L’art et son milieu inspirent les auteurs et autrices, donnant à lire des ouvrages sérieux ou distrayants, mais toujours passionnants.


Histoire. Raconter une discipline non par ses réalisations les plus abouties mais par ses échecs cuisants ; voilà le postulat original du livre de Benjamin Leclercq. Le journaliste nous introduit dans les coulisses des plus grandes défaites de l’architecture du XXe siècle, en passant au crible les vicissitudes de dix grands noms, de Le Corbusier à Zaha Hadid. Chacun a en effet connu un coup du sort : Charlotte Perriand a par exemple vu son chantier montagnard stoppé net par la guerre, tandis que le projet d’hôtel de luxe de Frank Lloyd Wright a été enterré avec le krach de 1929, sans même parler de Minoru Yamasaki qui n’a pu empêcher le dynamitage du quartier qu’il a construit à Saint-Louis (Missouri).
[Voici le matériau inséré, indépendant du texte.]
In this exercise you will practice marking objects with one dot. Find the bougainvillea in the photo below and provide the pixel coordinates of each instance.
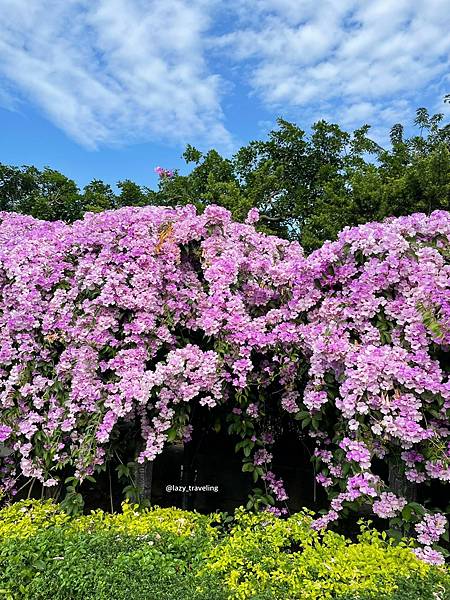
(137, 314)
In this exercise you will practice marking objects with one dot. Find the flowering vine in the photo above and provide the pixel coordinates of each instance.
(135, 315)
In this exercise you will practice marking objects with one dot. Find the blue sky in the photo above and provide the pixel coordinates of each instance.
(109, 89)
Extrêmement documenté, sans se perdre dans les méandres juridiques et administratifs de ces affaires, le livre est par ailleurs particulièrement bien écrit. Chaque ratage se dévore ainsi telle une nouvelle cruelle et très instructive sur cette profession.
Benjamin Leclercq, Le Fantôme de l’architecte, éd. Parenthèses, Marseille, nov. 2024, 192 p, 24 €.
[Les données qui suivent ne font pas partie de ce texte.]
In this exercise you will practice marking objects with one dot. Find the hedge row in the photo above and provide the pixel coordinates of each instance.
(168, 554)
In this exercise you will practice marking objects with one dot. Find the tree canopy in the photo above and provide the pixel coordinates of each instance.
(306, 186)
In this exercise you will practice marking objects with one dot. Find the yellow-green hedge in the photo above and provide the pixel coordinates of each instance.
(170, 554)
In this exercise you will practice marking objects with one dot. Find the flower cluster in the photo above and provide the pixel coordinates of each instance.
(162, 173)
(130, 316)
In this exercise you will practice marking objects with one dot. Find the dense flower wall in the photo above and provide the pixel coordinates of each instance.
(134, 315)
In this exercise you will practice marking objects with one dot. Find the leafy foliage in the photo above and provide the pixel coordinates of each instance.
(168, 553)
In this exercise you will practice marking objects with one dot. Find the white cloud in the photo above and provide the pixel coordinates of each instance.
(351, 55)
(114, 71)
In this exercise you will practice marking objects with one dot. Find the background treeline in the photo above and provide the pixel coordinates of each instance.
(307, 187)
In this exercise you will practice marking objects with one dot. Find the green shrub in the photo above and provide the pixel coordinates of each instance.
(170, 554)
Roman. L’esprit de la communauté Monte Verità a-t-il inspiré les délégations de la conférence de Locarno il y a tout juste cent ans ? C’est un peu ce que suggère Christine de Mazières dans un roman qui raconte cette fameuse conférence où des ministres allemands, français et anglais se sont retrouvés dans la cité suisse pour tenter de trouver un accord sur les frontières de l’Allemagne et l’entrée de celle-ci à la Société des nations. C’est à quelques kilomètres de là qu’une colonie d’artistes utopistes s’était installée au début du siècle dernier, pratiquant la méditation, la danse, le nudisme. Au moment de la conférence, le site est devenu un hôtel géré par des artistes, et on croise (dans le roman) Marianne von Werefkin, la danseuse Charlotte Bara, ainsi que Leni Riefenstahl alors encore un peu danseuse avant de devenir photographe au service des nazis. La conférence s’est terminée en apparence par un succès, en apparence seulement puisque Hitler arrivera au pouvoir dans les années qui suivent.
Christine de Mazières, Locarno, éd. Seuil, mai 2025, 300 p., 21,50 €

Récit. Guillaume Gallienne est en colère. L’acteur voulait passer sa « nuit au musée » au Musée national de Tbilissi, en Georgie, mais, victime collatérale du conflit entre la présidente de la République et la ministre de la Culture, il se retrouve à la Galerie nationale, sans intérêt, et où il ne pourra pas retrouver ses chers « Ambulants » (nom d’un mouvement réaliste créé en 1863 en Russie). Seule consolation, on a déplacé temporairement le portrait de son arrière-grand-mère géorgienne du Musée à la Galerie. Cette colère va le tenir éveillé toute la nuit au cours de laquelle, assis devant un ordinateur dans une cafétéria chaleureuse comme un hôpital, il va fiévreusement raconter sa vie, trame de cet ouvrage pour la célèbre collection « Ma nuit au musée ». Le sociétaire de la Comédie-Française raconte longuement ses origines familiales, les cousins restés à Tbilissi, ses relations avec ses parents, son allure efféminée qui l’a profondément marqué. À conseiller surtout aux fans de l’acteur.
Guillaume Gallienne, Le Buveur de brume, collection « Ma nuit au musée », éd. Stock, mai 2025, 19,90 €

Policier. Derrière le surréaliste, il y a le pragmatique. Et si René Magritte avait été détective ? Appelés à la rescousse par leur ami Dalí, René, sa femme Georgette et leur chienne Loulou débarquent à Cadaqués en Espagne pour élucider une série de meurtres mis en scène d’après une toile du peintre catalan. Avec un Magritte espiègle, bourru et d’esprit logique, une Georgette finaude face à un Dalí fantasque comme il se doit, ou une Gala distante, la romancière belge s’amuse avec son couple de détectives amateurs inattendus et ses amis artistes. Alliant des péripéties rocambolesques et une irrévérence bon enfant à des recherches rigoureuses sur ses personnages réels, Nadine Monfils orchestre une rencontre au parfum de belgitude, parfois un peu appuyée, entre le surréalisme et Quick et Flupke.
Nadine Monfils, Les Folles enquêtes de Magritte et Georgette, Pataquès à Cadaqués, éd. Robert Laffont, coll. « La bête noire », mars 2025, 216 p, 14,90 €.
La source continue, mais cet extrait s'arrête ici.